Especially known for its 1964 anti-war anti-war hymn “Universal Soldier”, and for co-writing of the award-winning song by Oscars “Up where Belong”, Sainte-Marie received Canada’s order in 1997 for his services to Canadians Aboriginal. According to the entry on her into the Canadian Encylopedia, Sainte-Marie has been identified as the Cree of the Piapot first nation in Saskatchewan since the early 1960s and has long been recognized as a major indigenous artist.
The singer told NPR in 1988 that she had not seen other folk musicians attacking indigenous problems when she entered the world of music. “It was not only my contribution to a world ignorant of people who would like to know, but it was also a real attempt to change things, to fill the gap between the Indians and the rest of the world,” said Saint -Married.
But an investigation by the Canadian Broadcasting Corporation in 2023 questioned the claims of the singer of Aboriginal ancestry.

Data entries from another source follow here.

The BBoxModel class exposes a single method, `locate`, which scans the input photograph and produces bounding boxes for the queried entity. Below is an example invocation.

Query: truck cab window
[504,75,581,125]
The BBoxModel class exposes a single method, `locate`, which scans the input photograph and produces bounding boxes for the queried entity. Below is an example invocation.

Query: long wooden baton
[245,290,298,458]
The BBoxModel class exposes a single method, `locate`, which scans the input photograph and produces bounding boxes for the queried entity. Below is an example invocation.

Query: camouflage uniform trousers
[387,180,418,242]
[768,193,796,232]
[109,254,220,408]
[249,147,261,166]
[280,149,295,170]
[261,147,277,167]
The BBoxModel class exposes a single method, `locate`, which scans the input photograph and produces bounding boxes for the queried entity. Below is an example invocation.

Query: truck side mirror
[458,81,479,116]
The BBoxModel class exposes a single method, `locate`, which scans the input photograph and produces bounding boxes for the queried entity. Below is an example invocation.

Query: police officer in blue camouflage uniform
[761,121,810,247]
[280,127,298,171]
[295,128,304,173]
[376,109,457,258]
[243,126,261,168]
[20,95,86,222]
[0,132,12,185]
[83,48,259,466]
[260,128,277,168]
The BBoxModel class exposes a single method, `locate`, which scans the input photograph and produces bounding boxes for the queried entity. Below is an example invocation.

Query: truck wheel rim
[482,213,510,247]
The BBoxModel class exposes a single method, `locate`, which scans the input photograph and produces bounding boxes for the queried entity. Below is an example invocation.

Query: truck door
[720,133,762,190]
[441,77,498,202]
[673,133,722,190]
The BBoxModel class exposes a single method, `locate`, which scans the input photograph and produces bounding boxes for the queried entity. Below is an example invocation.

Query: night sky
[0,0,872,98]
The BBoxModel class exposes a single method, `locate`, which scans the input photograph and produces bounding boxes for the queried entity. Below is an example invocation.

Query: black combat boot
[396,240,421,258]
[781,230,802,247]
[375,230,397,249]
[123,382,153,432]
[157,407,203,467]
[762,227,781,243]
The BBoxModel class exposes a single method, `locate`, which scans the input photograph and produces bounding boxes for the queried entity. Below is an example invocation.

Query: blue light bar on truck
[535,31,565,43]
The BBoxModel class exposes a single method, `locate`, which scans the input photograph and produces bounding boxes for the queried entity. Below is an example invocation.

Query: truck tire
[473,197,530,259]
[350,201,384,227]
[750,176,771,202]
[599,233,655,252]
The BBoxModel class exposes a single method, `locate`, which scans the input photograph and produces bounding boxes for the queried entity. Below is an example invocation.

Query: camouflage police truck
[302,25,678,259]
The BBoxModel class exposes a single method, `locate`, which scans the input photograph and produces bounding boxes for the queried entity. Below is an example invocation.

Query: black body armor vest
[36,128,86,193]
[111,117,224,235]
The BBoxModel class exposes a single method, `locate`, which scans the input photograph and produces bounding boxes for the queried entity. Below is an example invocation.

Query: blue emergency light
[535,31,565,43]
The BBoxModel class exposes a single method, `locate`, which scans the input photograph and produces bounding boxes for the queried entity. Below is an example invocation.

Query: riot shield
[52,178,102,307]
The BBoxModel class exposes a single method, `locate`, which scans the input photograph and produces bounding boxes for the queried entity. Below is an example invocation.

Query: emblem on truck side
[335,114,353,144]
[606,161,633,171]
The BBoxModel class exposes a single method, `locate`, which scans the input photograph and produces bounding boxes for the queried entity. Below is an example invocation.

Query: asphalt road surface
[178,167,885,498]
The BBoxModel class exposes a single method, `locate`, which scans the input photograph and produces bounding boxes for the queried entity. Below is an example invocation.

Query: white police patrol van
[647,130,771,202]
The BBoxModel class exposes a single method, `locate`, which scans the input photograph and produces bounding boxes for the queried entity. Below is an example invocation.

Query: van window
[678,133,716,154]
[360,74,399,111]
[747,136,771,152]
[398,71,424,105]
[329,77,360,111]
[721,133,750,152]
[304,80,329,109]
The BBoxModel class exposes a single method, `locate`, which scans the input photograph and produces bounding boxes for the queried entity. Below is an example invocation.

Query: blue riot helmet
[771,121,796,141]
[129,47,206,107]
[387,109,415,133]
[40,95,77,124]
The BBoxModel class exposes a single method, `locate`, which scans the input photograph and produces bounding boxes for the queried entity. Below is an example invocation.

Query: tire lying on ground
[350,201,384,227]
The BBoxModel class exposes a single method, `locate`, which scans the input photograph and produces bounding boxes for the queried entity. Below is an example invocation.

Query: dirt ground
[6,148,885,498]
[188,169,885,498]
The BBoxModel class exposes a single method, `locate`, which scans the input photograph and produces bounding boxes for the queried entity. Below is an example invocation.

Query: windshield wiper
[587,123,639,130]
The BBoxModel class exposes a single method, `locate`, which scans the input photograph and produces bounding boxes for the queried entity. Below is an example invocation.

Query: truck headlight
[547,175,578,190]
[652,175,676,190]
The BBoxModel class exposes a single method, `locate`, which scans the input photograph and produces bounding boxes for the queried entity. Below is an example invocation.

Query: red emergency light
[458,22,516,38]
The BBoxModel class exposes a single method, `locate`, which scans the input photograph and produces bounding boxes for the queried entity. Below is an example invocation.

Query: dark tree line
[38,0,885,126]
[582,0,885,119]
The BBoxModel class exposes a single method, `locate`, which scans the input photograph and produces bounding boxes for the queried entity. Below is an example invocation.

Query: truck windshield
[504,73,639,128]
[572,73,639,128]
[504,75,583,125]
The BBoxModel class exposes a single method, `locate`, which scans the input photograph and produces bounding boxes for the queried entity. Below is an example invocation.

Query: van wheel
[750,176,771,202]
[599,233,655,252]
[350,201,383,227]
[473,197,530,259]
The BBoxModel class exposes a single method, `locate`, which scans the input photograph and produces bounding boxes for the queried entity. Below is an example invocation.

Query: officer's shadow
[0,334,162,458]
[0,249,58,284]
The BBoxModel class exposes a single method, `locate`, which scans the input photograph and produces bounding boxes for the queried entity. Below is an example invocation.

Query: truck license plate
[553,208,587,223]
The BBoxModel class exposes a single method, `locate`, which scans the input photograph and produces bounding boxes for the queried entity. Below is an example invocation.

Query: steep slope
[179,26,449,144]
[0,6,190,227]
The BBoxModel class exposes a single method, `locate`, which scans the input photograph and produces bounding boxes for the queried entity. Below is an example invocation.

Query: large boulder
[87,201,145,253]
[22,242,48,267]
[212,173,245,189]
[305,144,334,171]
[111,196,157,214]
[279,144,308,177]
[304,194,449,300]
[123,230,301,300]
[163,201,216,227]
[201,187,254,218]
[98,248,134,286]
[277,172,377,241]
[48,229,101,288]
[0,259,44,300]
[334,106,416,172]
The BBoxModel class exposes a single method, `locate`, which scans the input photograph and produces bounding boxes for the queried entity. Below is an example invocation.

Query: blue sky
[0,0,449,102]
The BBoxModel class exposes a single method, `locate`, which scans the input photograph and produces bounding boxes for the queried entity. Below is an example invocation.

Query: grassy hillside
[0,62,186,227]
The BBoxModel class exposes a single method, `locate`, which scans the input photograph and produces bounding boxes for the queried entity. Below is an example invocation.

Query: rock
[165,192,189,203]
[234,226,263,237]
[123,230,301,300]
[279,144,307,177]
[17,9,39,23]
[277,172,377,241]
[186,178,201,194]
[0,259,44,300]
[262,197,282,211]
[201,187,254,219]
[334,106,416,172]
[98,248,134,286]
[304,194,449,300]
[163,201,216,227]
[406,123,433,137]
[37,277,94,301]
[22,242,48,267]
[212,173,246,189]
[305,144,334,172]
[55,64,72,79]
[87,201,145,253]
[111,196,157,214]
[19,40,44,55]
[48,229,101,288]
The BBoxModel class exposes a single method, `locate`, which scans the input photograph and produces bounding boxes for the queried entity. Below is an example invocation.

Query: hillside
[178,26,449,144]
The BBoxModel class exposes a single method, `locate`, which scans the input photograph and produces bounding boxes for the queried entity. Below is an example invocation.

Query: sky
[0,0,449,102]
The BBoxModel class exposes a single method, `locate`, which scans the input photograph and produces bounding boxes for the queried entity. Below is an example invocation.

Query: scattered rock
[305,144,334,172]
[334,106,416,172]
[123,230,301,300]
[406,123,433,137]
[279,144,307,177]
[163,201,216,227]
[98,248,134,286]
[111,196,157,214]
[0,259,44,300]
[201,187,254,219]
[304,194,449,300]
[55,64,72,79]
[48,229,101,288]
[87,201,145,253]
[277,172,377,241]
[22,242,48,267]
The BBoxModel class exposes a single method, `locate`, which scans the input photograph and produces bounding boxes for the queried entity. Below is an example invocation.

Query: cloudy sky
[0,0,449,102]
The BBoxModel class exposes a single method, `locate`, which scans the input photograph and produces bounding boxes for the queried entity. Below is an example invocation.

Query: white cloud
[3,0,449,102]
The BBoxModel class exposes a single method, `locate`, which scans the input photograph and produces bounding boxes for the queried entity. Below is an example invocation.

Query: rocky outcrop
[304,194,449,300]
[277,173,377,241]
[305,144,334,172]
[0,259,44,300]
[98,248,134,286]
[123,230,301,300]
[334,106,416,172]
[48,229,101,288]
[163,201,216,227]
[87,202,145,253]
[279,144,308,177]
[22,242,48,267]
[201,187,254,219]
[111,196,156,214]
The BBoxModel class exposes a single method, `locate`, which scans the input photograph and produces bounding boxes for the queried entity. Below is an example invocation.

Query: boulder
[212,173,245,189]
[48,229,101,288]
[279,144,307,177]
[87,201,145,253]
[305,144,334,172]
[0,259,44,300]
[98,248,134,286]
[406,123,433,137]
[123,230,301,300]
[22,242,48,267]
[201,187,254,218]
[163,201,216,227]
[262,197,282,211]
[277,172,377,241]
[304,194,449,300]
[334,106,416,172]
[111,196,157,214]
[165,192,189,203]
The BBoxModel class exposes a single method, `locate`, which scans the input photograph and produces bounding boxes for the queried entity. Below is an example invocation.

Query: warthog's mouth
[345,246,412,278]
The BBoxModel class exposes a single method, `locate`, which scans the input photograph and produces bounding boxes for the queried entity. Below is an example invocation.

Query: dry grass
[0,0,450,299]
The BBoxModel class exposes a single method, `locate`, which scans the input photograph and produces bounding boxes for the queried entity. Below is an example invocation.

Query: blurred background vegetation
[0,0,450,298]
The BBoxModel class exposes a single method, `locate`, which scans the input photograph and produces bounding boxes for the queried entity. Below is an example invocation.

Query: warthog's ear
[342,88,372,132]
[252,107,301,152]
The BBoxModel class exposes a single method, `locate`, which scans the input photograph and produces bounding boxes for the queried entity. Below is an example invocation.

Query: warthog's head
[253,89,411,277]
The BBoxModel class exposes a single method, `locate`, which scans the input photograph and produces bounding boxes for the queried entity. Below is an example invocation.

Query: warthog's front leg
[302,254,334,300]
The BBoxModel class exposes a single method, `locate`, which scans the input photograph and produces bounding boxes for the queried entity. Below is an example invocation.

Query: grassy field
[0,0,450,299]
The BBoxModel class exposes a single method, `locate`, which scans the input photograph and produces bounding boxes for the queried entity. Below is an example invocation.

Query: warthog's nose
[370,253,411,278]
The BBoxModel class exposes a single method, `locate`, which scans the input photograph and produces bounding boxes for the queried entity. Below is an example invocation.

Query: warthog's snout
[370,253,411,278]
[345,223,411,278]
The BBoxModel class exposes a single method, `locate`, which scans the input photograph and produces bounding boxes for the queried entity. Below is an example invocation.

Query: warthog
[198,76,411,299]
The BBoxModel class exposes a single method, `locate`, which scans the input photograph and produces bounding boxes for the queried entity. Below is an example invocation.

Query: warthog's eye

The team said that she had found the interpreter’s American birth certificate, who said she was born Beverly Jean Santamaria, in the Massachusetts, to white parents.
Sainte-Marie defended herself in a video declaration that she published on social networks at the time.
“My mom growing up, who was proud to be part of Mi’kmaq, told me a lot, especially that I was adopted and that I was from,” said Sainte-Marie. “And later in life, as an adult, she also told me things that I have never shared out of respect for her. I hate to share now, including that I may have been born from the wrong side of the cover. “
The singer also said that she had always been honest not to know certain details on her roots. “I do not know where I come from, who are my biological parents, nor how I ended up an unsuitable in a typical city of Christian, Christian, of New England,” she said.
According to the website of the Order of Canada, since its creation in 1967, the honor has been granted to more than 7,600 people. “The Order of Canada is the way our country honors people who make extraordinary contributions to the nation,” said the website.
The representatives of Sainte-Marie did not immediately respond to requests for NPR comments.